This article highlights emerging technologies, as well as familiar systems that are doing more than ever—often for less money.

New Technologies

These advancements are emerging from science fiction novels and films into 21st century reality.

  • Robots. Several companies featured security robots as an alternative to human patrol officers. While these mechanical sentries offer cost savings and other benefits, such as the ability to capture video, they’re not likely to replace security personnel entirely. Robots may gradually find their way into corporate security forces, but they’ll ultimately report their findings to skilled humans. Still, continuing advancements in robotics will spark interesting debates in the coming years.
  • Drones. These unmanned aerial vehicles (UAVs) are generating a lot of interest as the technology improves. While future restrictions inevitably will govern where, how and when these devices can fly, UAVs add a new dimension to surveillance, especially when conducting vulnerability assessments. Drones allow security teams to not only focus on their facilities, but also on potential threats beyond the site perimeter. Some companies are marketing drones that capture other drones, highlighting some of the privacy concerns created by these vehicles.
  • Facial Recognition. This technology recently went mainstream with the announcement of iPhone X. Apple’s $1,000+ smartphone will replace the familiar fingerprint reader with facial recognition, which is reportedly 20x more secure. Already, the technology is changing the security game. Last month, Chinese police used cameras equipped with automated facial recognition (AFR) software to arrest 25 wanted criminals at a beer festival, including one who had eluded authorities for a decade.

Improved Technologies

While not as exciting as the previous advances, the following technology improvements are transforming security in more subtle ways.

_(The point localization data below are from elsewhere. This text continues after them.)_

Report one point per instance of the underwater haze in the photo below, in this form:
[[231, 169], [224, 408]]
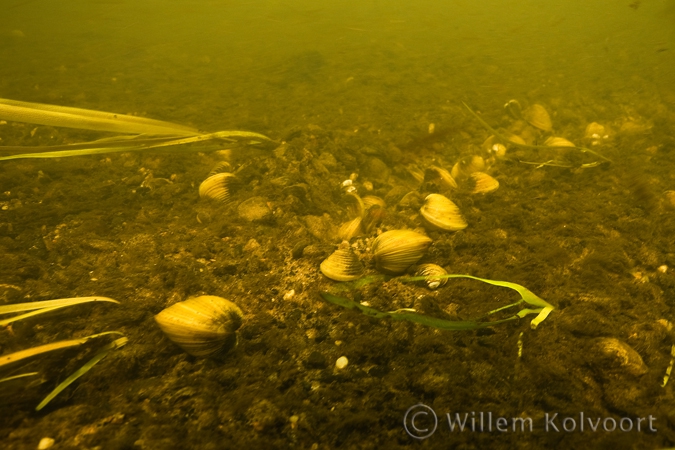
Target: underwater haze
[[527, 145]]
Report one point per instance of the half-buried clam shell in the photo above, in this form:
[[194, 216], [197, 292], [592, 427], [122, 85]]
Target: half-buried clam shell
[[441, 212], [342, 265], [202, 326], [394, 251]]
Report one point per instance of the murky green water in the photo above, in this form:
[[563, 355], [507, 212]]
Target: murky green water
[[370, 92]]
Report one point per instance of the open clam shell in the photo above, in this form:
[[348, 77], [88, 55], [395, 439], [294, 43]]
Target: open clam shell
[[218, 187], [556, 141], [394, 251], [482, 183], [342, 265], [441, 212], [431, 270], [202, 326]]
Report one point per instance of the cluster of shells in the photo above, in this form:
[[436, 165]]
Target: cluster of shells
[[399, 250], [532, 125]]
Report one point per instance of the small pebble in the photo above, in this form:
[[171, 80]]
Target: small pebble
[[341, 362], [45, 443]]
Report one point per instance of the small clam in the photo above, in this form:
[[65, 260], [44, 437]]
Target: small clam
[[442, 213], [342, 265], [612, 354], [594, 131], [482, 183], [515, 139], [555, 141], [394, 251], [372, 200], [512, 107], [372, 218], [538, 117], [218, 187], [220, 167], [202, 326], [431, 270]]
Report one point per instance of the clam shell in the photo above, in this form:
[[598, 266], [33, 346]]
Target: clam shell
[[372, 218], [512, 107], [372, 200], [442, 213], [394, 251], [538, 117], [613, 354], [202, 326], [218, 187], [594, 130], [515, 139], [482, 183], [555, 141], [342, 265], [429, 270]]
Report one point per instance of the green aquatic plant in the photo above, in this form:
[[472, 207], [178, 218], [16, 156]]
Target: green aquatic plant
[[146, 134], [541, 147], [541, 307], [44, 307]]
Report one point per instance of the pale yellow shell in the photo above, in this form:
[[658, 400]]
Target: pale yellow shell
[[538, 117], [202, 326], [515, 139], [613, 354], [594, 131], [342, 265], [394, 251], [483, 183], [555, 141], [372, 200], [441, 212], [430, 270], [217, 187], [512, 107]]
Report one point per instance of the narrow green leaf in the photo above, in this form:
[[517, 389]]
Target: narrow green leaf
[[441, 324], [33, 351], [82, 370]]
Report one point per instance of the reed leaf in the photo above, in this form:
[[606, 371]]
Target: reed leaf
[[82, 370], [34, 351], [45, 306], [87, 119]]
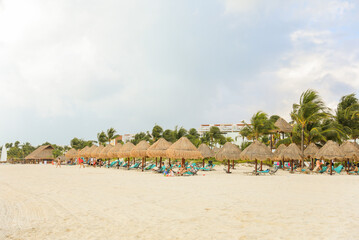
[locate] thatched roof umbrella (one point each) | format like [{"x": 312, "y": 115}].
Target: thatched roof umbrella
[
  {"x": 228, "y": 152},
  {"x": 125, "y": 152},
  {"x": 292, "y": 152},
  {"x": 257, "y": 151},
  {"x": 183, "y": 149},
  {"x": 96, "y": 153},
  {"x": 82, "y": 152},
  {"x": 89, "y": 151},
  {"x": 158, "y": 149},
  {"x": 104, "y": 153},
  {"x": 330, "y": 151},
  {"x": 72, "y": 153},
  {"x": 205, "y": 151},
  {"x": 350, "y": 151},
  {"x": 140, "y": 151}
]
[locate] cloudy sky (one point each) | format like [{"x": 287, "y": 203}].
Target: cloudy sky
[{"x": 73, "y": 68}]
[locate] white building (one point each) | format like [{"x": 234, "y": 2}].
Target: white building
[{"x": 229, "y": 130}]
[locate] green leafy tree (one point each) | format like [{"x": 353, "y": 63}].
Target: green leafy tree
[{"x": 310, "y": 109}]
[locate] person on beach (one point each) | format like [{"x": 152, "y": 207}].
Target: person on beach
[
  {"x": 81, "y": 162},
  {"x": 58, "y": 163}
]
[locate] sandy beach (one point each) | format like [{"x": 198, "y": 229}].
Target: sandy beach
[{"x": 42, "y": 202}]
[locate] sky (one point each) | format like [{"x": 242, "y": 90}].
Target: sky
[{"x": 72, "y": 68}]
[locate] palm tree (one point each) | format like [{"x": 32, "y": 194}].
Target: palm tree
[
  {"x": 311, "y": 109},
  {"x": 111, "y": 134}
]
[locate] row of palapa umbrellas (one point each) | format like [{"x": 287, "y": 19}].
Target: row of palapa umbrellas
[{"x": 183, "y": 149}]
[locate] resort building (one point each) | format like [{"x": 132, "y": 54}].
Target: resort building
[{"x": 229, "y": 130}]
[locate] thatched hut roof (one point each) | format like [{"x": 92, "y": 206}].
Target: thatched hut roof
[
  {"x": 311, "y": 150},
  {"x": 96, "y": 153},
  {"x": 216, "y": 150},
  {"x": 104, "y": 151},
  {"x": 256, "y": 151},
  {"x": 72, "y": 153},
  {"x": 350, "y": 151},
  {"x": 183, "y": 148},
  {"x": 41, "y": 153},
  {"x": 229, "y": 151},
  {"x": 283, "y": 126},
  {"x": 205, "y": 151},
  {"x": 140, "y": 150},
  {"x": 125, "y": 151},
  {"x": 115, "y": 151},
  {"x": 159, "y": 148},
  {"x": 330, "y": 151},
  {"x": 292, "y": 152}
]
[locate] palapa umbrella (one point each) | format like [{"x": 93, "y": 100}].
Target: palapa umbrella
[
  {"x": 183, "y": 149},
  {"x": 310, "y": 152},
  {"x": 158, "y": 149},
  {"x": 330, "y": 151},
  {"x": 228, "y": 152},
  {"x": 140, "y": 151},
  {"x": 292, "y": 152},
  {"x": 206, "y": 152},
  {"x": 125, "y": 152},
  {"x": 351, "y": 152},
  {"x": 257, "y": 151},
  {"x": 71, "y": 154}
]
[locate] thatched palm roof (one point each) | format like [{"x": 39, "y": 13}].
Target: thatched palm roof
[
  {"x": 159, "y": 148},
  {"x": 72, "y": 153},
  {"x": 229, "y": 151},
  {"x": 292, "y": 152},
  {"x": 140, "y": 150},
  {"x": 183, "y": 148},
  {"x": 105, "y": 150},
  {"x": 216, "y": 150},
  {"x": 96, "y": 153},
  {"x": 283, "y": 126},
  {"x": 350, "y": 151},
  {"x": 115, "y": 151},
  {"x": 311, "y": 150},
  {"x": 41, "y": 153},
  {"x": 205, "y": 151},
  {"x": 330, "y": 151},
  {"x": 89, "y": 151},
  {"x": 256, "y": 151},
  {"x": 126, "y": 150}
]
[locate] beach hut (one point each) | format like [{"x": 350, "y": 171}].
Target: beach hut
[
  {"x": 125, "y": 152},
  {"x": 310, "y": 153},
  {"x": 158, "y": 149},
  {"x": 183, "y": 149},
  {"x": 206, "y": 152},
  {"x": 228, "y": 152},
  {"x": 257, "y": 151},
  {"x": 291, "y": 153},
  {"x": 42, "y": 153},
  {"x": 71, "y": 154},
  {"x": 332, "y": 152},
  {"x": 140, "y": 151},
  {"x": 351, "y": 152}
]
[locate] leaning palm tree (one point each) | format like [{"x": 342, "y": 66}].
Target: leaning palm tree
[
  {"x": 311, "y": 109},
  {"x": 111, "y": 134}
]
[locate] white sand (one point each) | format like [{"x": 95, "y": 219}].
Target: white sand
[{"x": 42, "y": 202}]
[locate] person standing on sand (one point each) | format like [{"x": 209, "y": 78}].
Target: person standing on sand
[{"x": 58, "y": 163}]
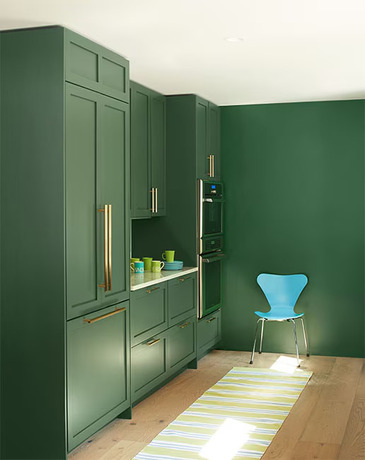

  • Investigative tools. Online proliferation of public data has enhanced investigations in recent years, while creating its own challenges. Consulting multiple sources for information consumes time, as does sifting through the results for relevance. New technologies are making it easier both to collect data in a single source and to narrow results for human analysis. Some of these tools remain prohibitively expensive for smaller organizations, but prices will fall as the technology evolves.
  • Access control. Today’s access-control systems offer increased security and efficiency, in addition to improving the user experience. Electronic systems can integrate with other and personnel management security systems. Plus, a missing access card can be quickly deactivated and replaced. New access-control technologies are amplifying these benefits, replacing cards with smartphones, mobile devices and biometrics.
  • Audio/visual recording. High-definition cameras, digital recorders and cloud computing have made it easier, and more affordable, than ever for businesses to upgrade their security systems. Many clients are replacing decade-old closed-circuit televisions with state-of-the-art systems that allow remote monitoring.